Update: Here's the winning code from Kevin.
These are instructions for recommended preparation for students in the PyCon 2015 Kaggle Tutorial.
If possible, try to check back Wednesday night for any minor updates to the data set or environment.yml
. I'll add a note here if anything is updated.
The tutorial will be based on the data here.
If you don't have Anaconda or Miniconda installed in your laptop, you can download them from here:
- Miniconda: Python distribution with conda package manager. [Recommended]
- Anaconda: Free enterprise-ready Python distribution with 270+ data and scientific packages.
For step-by-step instructions, visit Anaconda Install
Alternatively, command line download instructions for UNIX systems:
$ wget http://bit.ly/miniconda
$ bash miniconda
If you have Anaconda, you are already setup to go.
If you have Miniconda you'll need the following libraries.

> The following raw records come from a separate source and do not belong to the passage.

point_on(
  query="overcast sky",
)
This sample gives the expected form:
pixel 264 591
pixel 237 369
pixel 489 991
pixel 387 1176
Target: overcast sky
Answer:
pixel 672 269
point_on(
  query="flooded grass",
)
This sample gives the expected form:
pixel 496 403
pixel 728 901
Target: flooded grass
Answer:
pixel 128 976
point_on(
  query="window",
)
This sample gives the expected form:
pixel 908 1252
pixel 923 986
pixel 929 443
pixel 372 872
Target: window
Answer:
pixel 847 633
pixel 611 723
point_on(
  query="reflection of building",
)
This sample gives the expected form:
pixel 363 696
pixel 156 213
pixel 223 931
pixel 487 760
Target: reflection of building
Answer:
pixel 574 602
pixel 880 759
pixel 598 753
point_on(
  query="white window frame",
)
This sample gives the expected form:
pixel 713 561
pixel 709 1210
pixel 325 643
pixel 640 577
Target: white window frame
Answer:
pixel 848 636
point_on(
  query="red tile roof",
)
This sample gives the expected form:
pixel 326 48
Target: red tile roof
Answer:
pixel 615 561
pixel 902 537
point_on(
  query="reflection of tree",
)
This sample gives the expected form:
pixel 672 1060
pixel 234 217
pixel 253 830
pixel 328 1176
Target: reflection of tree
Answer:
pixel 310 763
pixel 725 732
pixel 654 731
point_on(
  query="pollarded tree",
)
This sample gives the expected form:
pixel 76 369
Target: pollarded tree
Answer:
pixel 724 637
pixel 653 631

$ conda install numpy pandas scipy matplotlib scikit-learn nltk ipython-notebook seaborn
It's useful to have your dependencies in environments. Conda handles environments natively and can help you manage your Data Science projects.
The the environment.yml
file in this repository (by downloading it, pulling the repository with git clone https://github.com/dchudz/pycon2015-kaggle-tutorial.git
, or even forking and then pulling your own copy).

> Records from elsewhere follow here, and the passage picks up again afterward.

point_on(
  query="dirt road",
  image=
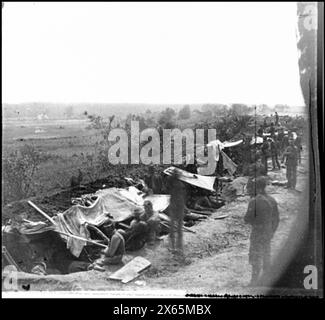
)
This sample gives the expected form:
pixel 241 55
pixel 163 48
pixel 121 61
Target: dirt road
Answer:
pixel 216 254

Once you have either Miniconda or Anaconda, you can just run the following commands to setup your environment (from inside the directory with environment.yml
):
$ conda env create
$ source activate kaggletutorial
Note: Windows users should run activate kaggletutorial
instead.
$ ipython notebook
The tutorial will include lots of time for working on your own and in groups, so feel free to add any additional tools (e.g. for machine learning, text processing, data visualizaton, and data manipulation) you like to your environment.